Recommendations and considerations
The components listed in this architecture link to Azure Well-Architected service guides. Service guides detail recommendations and considerations for specific services. This section extends that guidance by highlighting key Azure Well-Architected Framework recommendations and considerations that apply to this architecture. For more information, see Microsoft Azure Well-Architected Framework.
This basic architecture isn't intended for production deployments. The architecture favors simplicity and cost efficiency over functionality to allow you to evaluate and learn Azure App Service. The following sections outline some deficiencies of this basic architecture, along with recommendations and considerations.
Reliability
Reliability ensures your application can meet the commitments you make to your customers. For more information, see Design review checklist for Reliability.

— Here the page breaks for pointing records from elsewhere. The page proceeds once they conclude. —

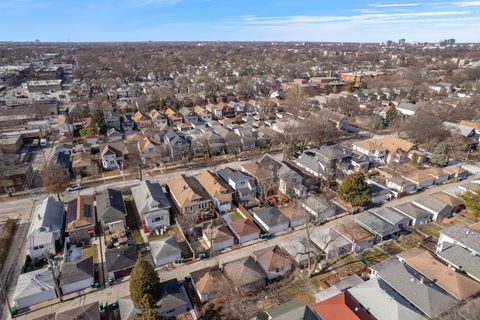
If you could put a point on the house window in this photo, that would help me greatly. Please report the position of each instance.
(156, 219)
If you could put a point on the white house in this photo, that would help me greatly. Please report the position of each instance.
(218, 238)
(152, 205)
(45, 229)
(165, 251)
(77, 275)
(34, 287)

Because this architecture isn't designed for production deployments, the following outlines some of the critical reliability features that are omitted in this architecture:
- The App Service Plan is configured for the
Standard
tier, which doesn't have Azure availability zone support. The App Service becomes unavailable in the event of any issue with the instance, the rack, or the datacenter hosting the instance. - The Azure SQL Database is configured for the
Basic
tier, which doesn't support zone-redundancy. This means that data isn't replicated across Azure availability zones, risking loss of committed data in the event of an outage. - Deployments to this architecture might result in downtime with application deployments, as most deployment techniques require all running instances to be restarted. Users may experience 503 errors during this process. This is addressed in the baseline architecture through deployment slots. Careful application design, schema management, and application configuration handling are necessary to support concurrent slot deployment. Use this POC to design and validate your slot-based production deployment approach.

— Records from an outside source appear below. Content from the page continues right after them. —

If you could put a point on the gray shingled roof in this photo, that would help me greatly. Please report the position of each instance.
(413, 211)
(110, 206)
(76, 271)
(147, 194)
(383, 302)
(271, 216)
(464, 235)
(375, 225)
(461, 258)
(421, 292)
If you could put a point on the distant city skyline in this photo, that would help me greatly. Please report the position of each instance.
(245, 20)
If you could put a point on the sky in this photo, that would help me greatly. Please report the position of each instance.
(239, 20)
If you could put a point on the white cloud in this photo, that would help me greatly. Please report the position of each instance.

- Autoscaling is not enabled in this basic architecture. To prevent reliability issues due to lack of available compute resources, you'd need to overprovision to always run with enough compute to handle max concurrent capacity.
See how to overcome these reliability concerns in the reliability section in the Baseline highly available zone-redundant web application.

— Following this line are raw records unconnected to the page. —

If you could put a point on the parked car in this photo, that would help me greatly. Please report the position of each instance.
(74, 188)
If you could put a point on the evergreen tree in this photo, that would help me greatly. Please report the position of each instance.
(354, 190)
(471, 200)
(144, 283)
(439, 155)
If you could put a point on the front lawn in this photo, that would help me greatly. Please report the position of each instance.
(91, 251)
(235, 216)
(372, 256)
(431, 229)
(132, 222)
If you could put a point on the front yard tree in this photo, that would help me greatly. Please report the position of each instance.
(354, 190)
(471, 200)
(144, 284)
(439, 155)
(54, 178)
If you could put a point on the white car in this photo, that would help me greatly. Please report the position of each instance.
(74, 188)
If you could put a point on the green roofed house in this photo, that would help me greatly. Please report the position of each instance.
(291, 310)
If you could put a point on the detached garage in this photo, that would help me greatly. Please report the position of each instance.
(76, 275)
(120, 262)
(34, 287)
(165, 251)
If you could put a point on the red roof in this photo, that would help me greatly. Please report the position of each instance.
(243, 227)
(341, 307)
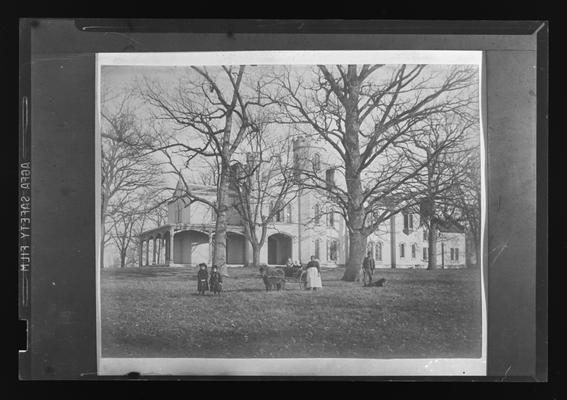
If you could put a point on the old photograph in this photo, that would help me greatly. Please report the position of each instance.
(291, 211)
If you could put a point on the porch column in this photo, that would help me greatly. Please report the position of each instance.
(170, 247)
(154, 251)
(210, 264)
(147, 252)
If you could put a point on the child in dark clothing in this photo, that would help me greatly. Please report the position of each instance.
(215, 281)
(202, 279)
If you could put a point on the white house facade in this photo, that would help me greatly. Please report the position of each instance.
(303, 229)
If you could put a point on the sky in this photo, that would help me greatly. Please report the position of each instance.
(117, 79)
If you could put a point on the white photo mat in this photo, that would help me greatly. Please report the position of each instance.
(295, 366)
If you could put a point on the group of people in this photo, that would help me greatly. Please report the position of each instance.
(313, 280)
(206, 282)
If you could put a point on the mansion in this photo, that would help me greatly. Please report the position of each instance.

If this workload will eventually require a multi-region active-active or active-passive architecture, see the following resources:
- Multi-region App Service app approaches for disaster recovery for guidance on deploying your App Service-hosted workload across multiple regions.
- Highly available multi-region web application for a reference architecture that follows an active-passive approach.
Security
Security provides assurances against deliberate attacks and the abuse of your valuable data and systems. For more information, see Design review checklist for Security.
Because this architecture isn’t designed for production deployments, the following outlines some of the critical security features that were omitted in this architecture, along with other reliability recommendations and considerations:
This basic architecture doesn't implement network privacy. The data and management planes for the resources, such as the Azure App Service and Azure SQL Server, are reachable over the public internet. Omitting private networking significantly increases the attack surface of your architecture. To see how implementing private networking ensures the following security features, see the networking section of the Baseline highly available zone-redundant web application:
- A single secure entry point for client traffic
- Network traffic is filtered both at the packet level and at the DDoS level.
- Data exfiltration is minimized by keeping traffic in Azure by using Private Link
- Network resources are logically grouped and isolated from each other through network segmentation.
This basic architecture doesn't include a deployment of the Azure Web Application Firewall. The web application isn't protected against common exploits and vulnerabilities. See the baseline implementation to see how the Web Application Firewall can be implemented with Azure Application Gateway in an Azure App Services architecture.
This basic architecture stores secrets such as the Azure SQL Server connection string in App Settings. While app settings are encrypted, when moving to production, consider storing secrets in Azure Key Vault for increased governance. An even better solution is to use managed identity for authentication and not have secrets stored in the connection string.
Leaving remote debugging and Kudu endpoints enabled while in development or the proof of concept phase is fine. When you move to production, you should disable unnecessary control plane, deployment, or remote access.
Leaving local authentication methods for FTP and SCM site deployments enabled is fine while in the development or proof of concept phase. When you move to production, you should disable local authentication to those endpoints.
You don't need to enable Microsoft Defender for App Service in the proof of concept phase. When moving to production, you should enable Defender for App Service to generate security recommendations you should implement to increase your security posture and to detect multiple threats to your App Service.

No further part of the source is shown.